Our creation story is directly tied to the ocean. Hutash (Mother Earth) helped us reach the mainland in ancient times when the islands grew crowded by creating a bridge made out of a waštiťoỷ (rainbow). My people crossed from the highest mountain on Limuw all the way to a high mountain on what is known today as California. While most of our ancestors crossed the bridge without issue, some looked down at the ocean and clouds below. Hutash saved them from drowning by turning them into dolphins. 


On my journeys to the islands today, I sometimes see our relatives. Dolphins and humpback whales swim the waters. I don’t go often—some years only a couple times. This year, I’ve already visited five times. On the islands, you might be visited by the raven or the little island fox that is just adorable and precious. I always feel a homecoming when I return to the land. I go now on boats with motors, but my ancestors traveled between the island and mainland on wooden boats called tomols. 

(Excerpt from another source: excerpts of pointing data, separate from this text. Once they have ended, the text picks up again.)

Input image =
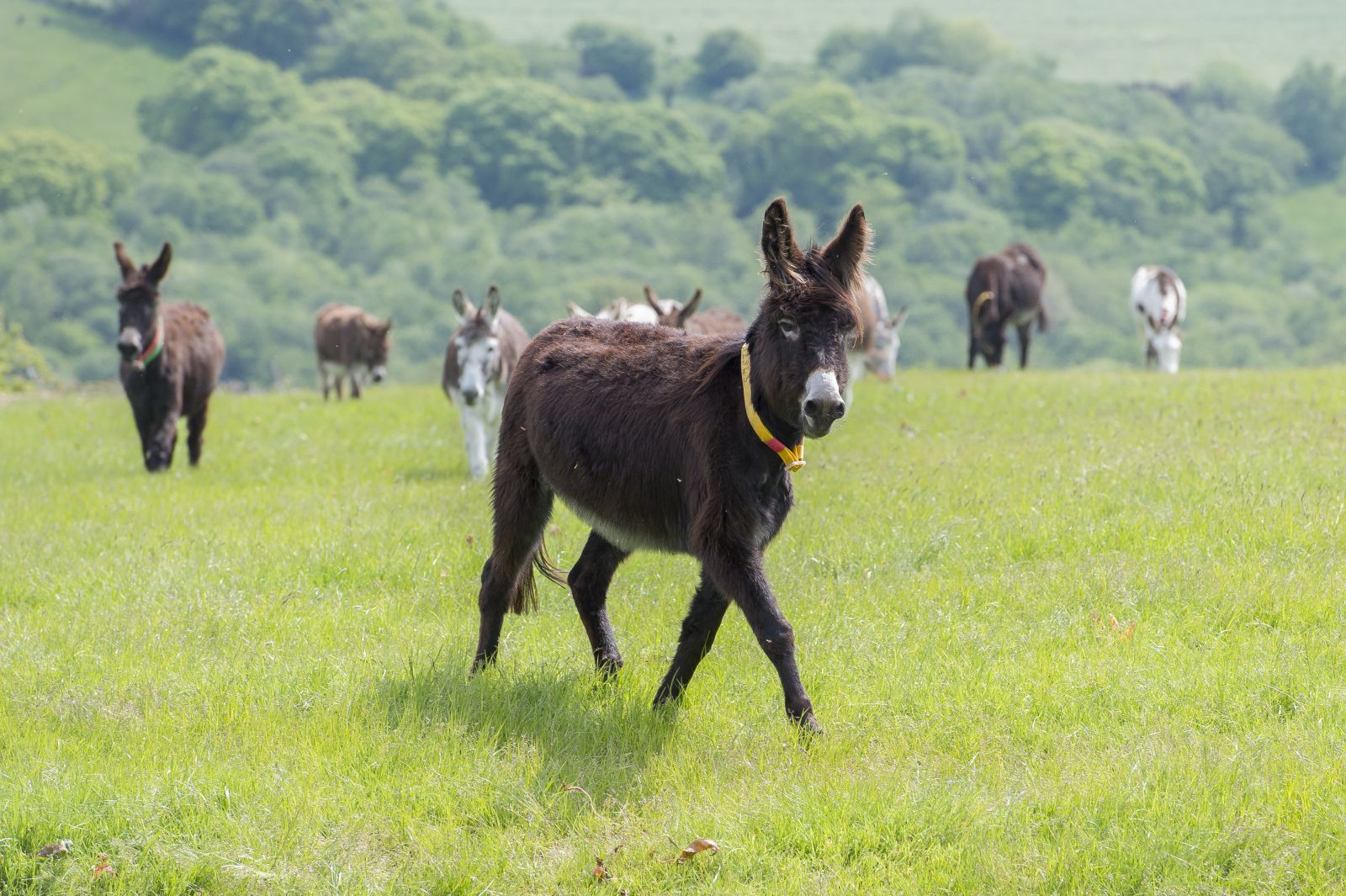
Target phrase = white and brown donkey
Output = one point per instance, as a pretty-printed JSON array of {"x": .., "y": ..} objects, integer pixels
[{"x": 482, "y": 355}]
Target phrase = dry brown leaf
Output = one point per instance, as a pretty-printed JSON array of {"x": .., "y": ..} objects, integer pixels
[
  {"x": 58, "y": 848},
  {"x": 104, "y": 868},
  {"x": 695, "y": 849}
]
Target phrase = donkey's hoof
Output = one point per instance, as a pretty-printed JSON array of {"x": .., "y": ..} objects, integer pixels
[{"x": 808, "y": 725}]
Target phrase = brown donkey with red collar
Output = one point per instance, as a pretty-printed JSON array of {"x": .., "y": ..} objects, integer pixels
[
  {"x": 172, "y": 357},
  {"x": 672, "y": 442}
]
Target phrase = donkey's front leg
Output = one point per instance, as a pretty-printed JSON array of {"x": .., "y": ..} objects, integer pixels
[
  {"x": 162, "y": 442},
  {"x": 742, "y": 579},
  {"x": 474, "y": 436}
]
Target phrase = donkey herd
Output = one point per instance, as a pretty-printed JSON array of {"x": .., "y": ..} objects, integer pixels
[{"x": 660, "y": 424}]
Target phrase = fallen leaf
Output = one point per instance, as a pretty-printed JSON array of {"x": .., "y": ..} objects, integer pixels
[
  {"x": 104, "y": 868},
  {"x": 58, "y": 848},
  {"x": 695, "y": 849}
]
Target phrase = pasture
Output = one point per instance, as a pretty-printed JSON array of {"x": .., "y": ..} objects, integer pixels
[
  {"x": 1067, "y": 631},
  {"x": 1141, "y": 40}
]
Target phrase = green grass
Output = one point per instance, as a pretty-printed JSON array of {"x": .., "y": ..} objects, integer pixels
[
  {"x": 73, "y": 74},
  {"x": 251, "y": 678},
  {"x": 1139, "y": 40}
]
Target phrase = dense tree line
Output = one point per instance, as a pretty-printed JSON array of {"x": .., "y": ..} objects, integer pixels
[{"x": 384, "y": 152}]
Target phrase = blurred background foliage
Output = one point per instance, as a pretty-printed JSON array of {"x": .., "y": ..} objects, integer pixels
[{"x": 384, "y": 152}]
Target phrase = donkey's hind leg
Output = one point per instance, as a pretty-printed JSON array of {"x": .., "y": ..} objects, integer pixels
[
  {"x": 195, "y": 431},
  {"x": 703, "y": 622},
  {"x": 589, "y": 581},
  {"x": 522, "y": 505}
]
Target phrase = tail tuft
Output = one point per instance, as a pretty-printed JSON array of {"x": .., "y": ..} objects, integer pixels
[{"x": 525, "y": 595}]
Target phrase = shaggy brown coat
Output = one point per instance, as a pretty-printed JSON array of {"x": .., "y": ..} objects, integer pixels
[
  {"x": 349, "y": 338},
  {"x": 177, "y": 382},
  {"x": 1004, "y": 291},
  {"x": 643, "y": 432}
]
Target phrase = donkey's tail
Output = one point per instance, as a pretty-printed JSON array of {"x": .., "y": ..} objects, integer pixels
[{"x": 525, "y": 595}]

I can’t imagine the hardships they faced when the water grew fierce or when the fog would drop. I sometimes feel frightened by the strength of the land and water. When it’s calm, I’m amazed by the beauty—especially the stars we can no longer see on the mainland. We’ve destroyed the other part of our world: the night sky. 

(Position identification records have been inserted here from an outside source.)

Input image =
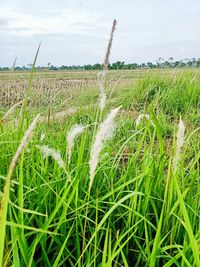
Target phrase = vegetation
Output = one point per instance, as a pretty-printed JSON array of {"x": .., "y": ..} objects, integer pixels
[
  {"x": 120, "y": 65},
  {"x": 142, "y": 207}
]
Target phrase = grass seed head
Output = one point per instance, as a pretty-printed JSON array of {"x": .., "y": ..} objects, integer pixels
[
  {"x": 72, "y": 134},
  {"x": 179, "y": 143},
  {"x": 47, "y": 151},
  {"x": 104, "y": 133}
]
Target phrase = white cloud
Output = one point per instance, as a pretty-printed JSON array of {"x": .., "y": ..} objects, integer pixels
[{"x": 76, "y": 32}]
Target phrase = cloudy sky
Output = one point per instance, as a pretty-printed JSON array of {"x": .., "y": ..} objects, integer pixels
[{"x": 76, "y": 31}]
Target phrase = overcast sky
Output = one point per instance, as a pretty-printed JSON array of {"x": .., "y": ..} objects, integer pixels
[{"x": 76, "y": 31}]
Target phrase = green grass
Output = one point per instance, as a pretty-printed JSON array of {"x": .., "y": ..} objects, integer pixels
[{"x": 139, "y": 212}]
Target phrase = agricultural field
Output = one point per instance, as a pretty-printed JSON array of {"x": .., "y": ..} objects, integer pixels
[{"x": 83, "y": 184}]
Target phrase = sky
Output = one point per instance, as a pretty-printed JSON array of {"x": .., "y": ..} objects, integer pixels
[{"x": 76, "y": 32}]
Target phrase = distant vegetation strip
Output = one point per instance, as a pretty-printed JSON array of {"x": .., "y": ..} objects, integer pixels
[{"x": 118, "y": 65}]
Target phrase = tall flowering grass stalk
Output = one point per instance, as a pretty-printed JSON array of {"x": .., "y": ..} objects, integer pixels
[
  {"x": 102, "y": 97},
  {"x": 179, "y": 143},
  {"x": 101, "y": 75},
  {"x": 104, "y": 133},
  {"x": 71, "y": 136},
  {"x": 6, "y": 193}
]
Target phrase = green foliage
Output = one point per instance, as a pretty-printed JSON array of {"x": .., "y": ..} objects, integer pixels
[{"x": 138, "y": 213}]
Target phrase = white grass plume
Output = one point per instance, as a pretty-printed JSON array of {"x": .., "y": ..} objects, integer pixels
[
  {"x": 42, "y": 137},
  {"x": 47, "y": 151},
  {"x": 104, "y": 133},
  {"x": 179, "y": 143},
  {"x": 72, "y": 134},
  {"x": 142, "y": 116}
]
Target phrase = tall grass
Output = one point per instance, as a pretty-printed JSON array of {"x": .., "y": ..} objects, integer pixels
[{"x": 140, "y": 212}]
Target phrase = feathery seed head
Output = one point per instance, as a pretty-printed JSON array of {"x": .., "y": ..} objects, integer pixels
[
  {"x": 72, "y": 134},
  {"x": 104, "y": 133}
]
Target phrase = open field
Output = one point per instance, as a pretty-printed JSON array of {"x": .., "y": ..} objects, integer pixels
[{"x": 143, "y": 205}]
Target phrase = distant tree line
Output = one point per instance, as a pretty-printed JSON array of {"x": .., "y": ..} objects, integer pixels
[{"x": 120, "y": 65}]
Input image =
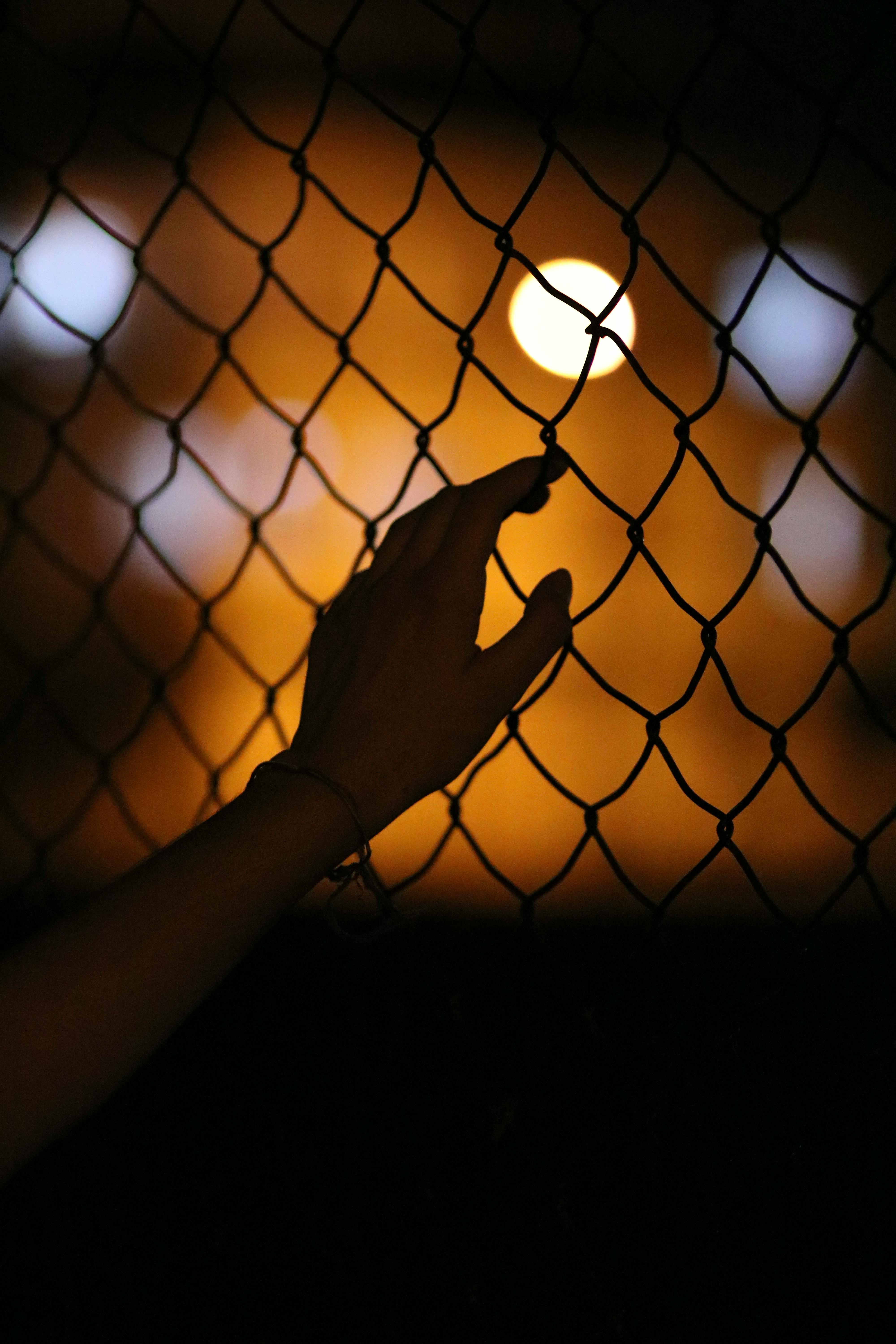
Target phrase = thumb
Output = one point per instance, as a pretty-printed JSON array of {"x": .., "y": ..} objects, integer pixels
[{"x": 514, "y": 663}]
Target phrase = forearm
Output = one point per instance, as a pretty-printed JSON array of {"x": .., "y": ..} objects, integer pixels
[{"x": 84, "y": 1005}]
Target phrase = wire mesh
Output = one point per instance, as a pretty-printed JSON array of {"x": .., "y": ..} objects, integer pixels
[{"x": 539, "y": 95}]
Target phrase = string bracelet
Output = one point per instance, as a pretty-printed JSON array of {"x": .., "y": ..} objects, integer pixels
[
  {"x": 342, "y": 873},
  {"x": 345, "y": 873}
]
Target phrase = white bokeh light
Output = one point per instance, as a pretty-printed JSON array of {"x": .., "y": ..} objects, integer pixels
[
  {"x": 796, "y": 337},
  {"x": 78, "y": 271},
  {"x": 191, "y": 523},
  {"x": 820, "y": 533},
  {"x": 553, "y": 334}
]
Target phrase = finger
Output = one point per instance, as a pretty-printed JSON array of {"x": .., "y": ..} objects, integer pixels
[
  {"x": 484, "y": 506},
  {"x": 394, "y": 542},
  {"x": 553, "y": 468},
  {"x": 400, "y": 536},
  {"x": 432, "y": 528},
  {"x": 514, "y": 663}
]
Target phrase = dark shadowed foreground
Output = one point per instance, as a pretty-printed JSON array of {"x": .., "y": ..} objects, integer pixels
[{"x": 468, "y": 1134}]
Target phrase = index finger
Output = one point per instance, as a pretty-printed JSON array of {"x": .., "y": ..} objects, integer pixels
[{"x": 487, "y": 503}]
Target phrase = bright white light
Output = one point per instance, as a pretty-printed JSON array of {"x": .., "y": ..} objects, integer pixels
[
  {"x": 553, "y": 334},
  {"x": 191, "y": 523},
  {"x": 820, "y": 533},
  {"x": 80, "y": 272},
  {"x": 793, "y": 334}
]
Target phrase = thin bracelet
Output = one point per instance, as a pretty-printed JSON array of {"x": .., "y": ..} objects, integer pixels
[{"x": 342, "y": 873}]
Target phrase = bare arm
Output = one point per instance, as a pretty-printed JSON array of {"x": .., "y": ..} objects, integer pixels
[{"x": 398, "y": 700}]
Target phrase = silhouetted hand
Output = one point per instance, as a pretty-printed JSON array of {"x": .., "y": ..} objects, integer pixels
[{"x": 400, "y": 697}]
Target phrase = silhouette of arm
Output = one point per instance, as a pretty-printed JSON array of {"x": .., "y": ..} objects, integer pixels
[{"x": 398, "y": 700}]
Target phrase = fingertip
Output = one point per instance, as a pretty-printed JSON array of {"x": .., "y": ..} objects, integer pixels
[
  {"x": 558, "y": 463},
  {"x": 531, "y": 503}
]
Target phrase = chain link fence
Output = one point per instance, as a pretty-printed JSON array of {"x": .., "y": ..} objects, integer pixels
[{"x": 97, "y": 734}]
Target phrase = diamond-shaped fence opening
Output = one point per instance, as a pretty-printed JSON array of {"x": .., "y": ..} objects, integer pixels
[{"x": 264, "y": 288}]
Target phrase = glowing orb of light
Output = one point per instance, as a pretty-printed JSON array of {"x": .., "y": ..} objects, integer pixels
[
  {"x": 796, "y": 337},
  {"x": 80, "y": 272},
  {"x": 820, "y": 533},
  {"x": 553, "y": 334}
]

The rugged coast of the islands (this is Shark Harbor which is on Catalina and technically Tongva land, not Chumash) shows a glimpse of what California looked like pre-development when the Natives called these islands home.
Light reflects off the waters of the Santa Barbara Channel, the 22-mile wide body of water that separates the archipelago from the mainland.
The sun rises over the arch of Anacapa Island. Anacapa is the easternmost island in the chain and the only one whose name is derived from the Native name: Ennepah, loosely meaning “mirage” or “illusion.”
Common dolphins bow ride the pressure wave created by a ship en route to the islands. These marine mammals are abundant in the surrounding waters and hold a special place in Chumash culture. In their creation story, the people were created on Limuw (Santa Cruz) and crossed a rainbow bridge to spread across the mainland. Along the way, some fell from the bridge and turned into dolphins. Because of this, the Chumash see the dolphins as their relatives.
The lands and waters of the Channel Islands are rich in culture, history, and biodiversity. In the surrounding waters, you can find dolphins—whom the Chumash consider relatives. The sunrises are otherworldly, especially over Anacapa Island, the only island whose name is derived from its Native roots. The island’s First Peoples knew it as Ennepah, loosely meaning “mirage” or “illusion.”

To this day, I feel the ancientness of our people when I’m out on the islands. It’s slowly becoming more of what I imagine our traditional landscapes once were as the National Park Service works to eradicate invasive plants and animals. We must return to the old ways. Science can’t save us—it’s helped create this mess through the microplastics that now pollute the air and water. Slowly, we’re restoring the land back to its Indigenous being. We’re restoring the connection and the spirit of the trees—like the great oaks that will suck out the carbon suffocating the planet. 


Decolonization may be a myth many of my people chase. We may never get our lands back, but we can help restore even a corner of it. I don’t want a casino. I want a land conservancy—land we can just let be. We’re not the only ones in need. There’s a whole other set of beings that need space and room to live. This is true on the Channel Islands and beyond. 


I don’t know what this world will look like when my time is up, but I’m dedicated to spending the rest of the time I have connecting to the land, understanding my Chumash culture, and bridging the divide for others. The islands and ocean deserve celebration and ceremony for all they give. And, we, the Chumash, deserve a sense of place in our homelands.